Thursdays meeting could endorse Mr Judah, who was the Liberal candidate for Bentleigh at the 2018 state election, overturn the result and order a fresh preselection, or wait for further information.

Last week upper house Liberal leader David Davis, representing Opposition Leader Matthew Guy, and Sarah Henderson, representing federal Treasurer Josh Frydenberg, spoke in favour of the status quo.

State party president Robert Clark recommended that the partys constitutional committee examine the vote.

If the committee members loyal to Mr Clark decide the electoral irregularities are too great, then the preselection would be overturned by a vote of 10-9.

Party state secretary Sam McQuestin is yet to give a recommendation to the committee.

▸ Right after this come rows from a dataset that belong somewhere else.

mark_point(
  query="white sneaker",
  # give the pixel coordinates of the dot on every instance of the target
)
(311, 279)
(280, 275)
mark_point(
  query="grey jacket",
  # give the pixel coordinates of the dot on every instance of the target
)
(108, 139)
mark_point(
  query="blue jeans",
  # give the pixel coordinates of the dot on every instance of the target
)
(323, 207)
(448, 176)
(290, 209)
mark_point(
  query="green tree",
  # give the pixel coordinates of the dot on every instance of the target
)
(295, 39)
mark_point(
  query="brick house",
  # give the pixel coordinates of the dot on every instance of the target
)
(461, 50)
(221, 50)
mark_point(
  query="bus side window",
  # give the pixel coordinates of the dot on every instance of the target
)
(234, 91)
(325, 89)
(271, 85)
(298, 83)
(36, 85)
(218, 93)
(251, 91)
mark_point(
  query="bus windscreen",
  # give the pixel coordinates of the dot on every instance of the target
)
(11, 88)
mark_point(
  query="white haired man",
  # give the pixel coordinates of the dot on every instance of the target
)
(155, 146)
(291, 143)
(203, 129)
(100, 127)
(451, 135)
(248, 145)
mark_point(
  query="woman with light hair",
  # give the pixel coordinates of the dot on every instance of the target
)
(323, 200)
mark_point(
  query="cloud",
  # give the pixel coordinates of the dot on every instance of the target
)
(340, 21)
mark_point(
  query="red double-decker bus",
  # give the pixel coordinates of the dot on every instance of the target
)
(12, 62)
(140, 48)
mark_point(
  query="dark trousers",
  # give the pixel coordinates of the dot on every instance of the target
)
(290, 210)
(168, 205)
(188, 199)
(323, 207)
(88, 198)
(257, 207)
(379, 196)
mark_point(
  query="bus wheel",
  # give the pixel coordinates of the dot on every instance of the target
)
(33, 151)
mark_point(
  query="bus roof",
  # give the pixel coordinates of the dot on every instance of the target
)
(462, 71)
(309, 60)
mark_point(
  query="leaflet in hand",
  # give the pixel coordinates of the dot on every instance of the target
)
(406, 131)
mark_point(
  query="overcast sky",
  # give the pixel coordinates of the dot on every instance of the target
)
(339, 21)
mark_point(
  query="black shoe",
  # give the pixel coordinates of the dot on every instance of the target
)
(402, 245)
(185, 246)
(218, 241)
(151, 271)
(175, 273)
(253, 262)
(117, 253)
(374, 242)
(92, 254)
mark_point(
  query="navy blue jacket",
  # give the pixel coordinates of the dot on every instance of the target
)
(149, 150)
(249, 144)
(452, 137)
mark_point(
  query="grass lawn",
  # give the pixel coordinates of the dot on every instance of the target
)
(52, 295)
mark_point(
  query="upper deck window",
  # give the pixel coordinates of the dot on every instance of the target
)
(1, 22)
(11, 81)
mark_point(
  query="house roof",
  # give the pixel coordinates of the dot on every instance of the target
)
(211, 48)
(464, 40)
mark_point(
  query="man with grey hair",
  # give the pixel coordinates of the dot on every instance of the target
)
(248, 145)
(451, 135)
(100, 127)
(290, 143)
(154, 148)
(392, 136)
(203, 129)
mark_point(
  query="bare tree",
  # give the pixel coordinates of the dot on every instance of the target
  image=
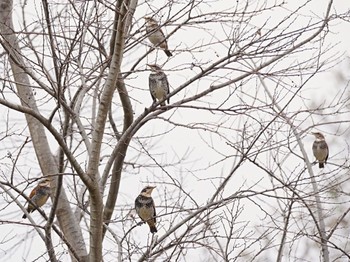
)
(234, 178)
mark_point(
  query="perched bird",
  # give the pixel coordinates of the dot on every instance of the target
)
(320, 149)
(158, 84)
(39, 195)
(156, 35)
(145, 208)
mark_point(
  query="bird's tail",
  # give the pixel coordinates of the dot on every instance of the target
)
(167, 52)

Over the summer the party secretariat, who have been installing a new membership database, took to calling members in an attempt to ascertain their eligibility, which is determined by residence of an electorate, length of party membership and payment of membership dues.

In October the independent Electoral Boundaries Commission created the new seats of Ashwood, taking in Burwood and Box Hill, and Glen Waverley after scrapping the eastern seats Burwood (held by Labor), Ferntree Gully (Liberal), Forest Hill (Liberal) and Mount Waverley (Labor).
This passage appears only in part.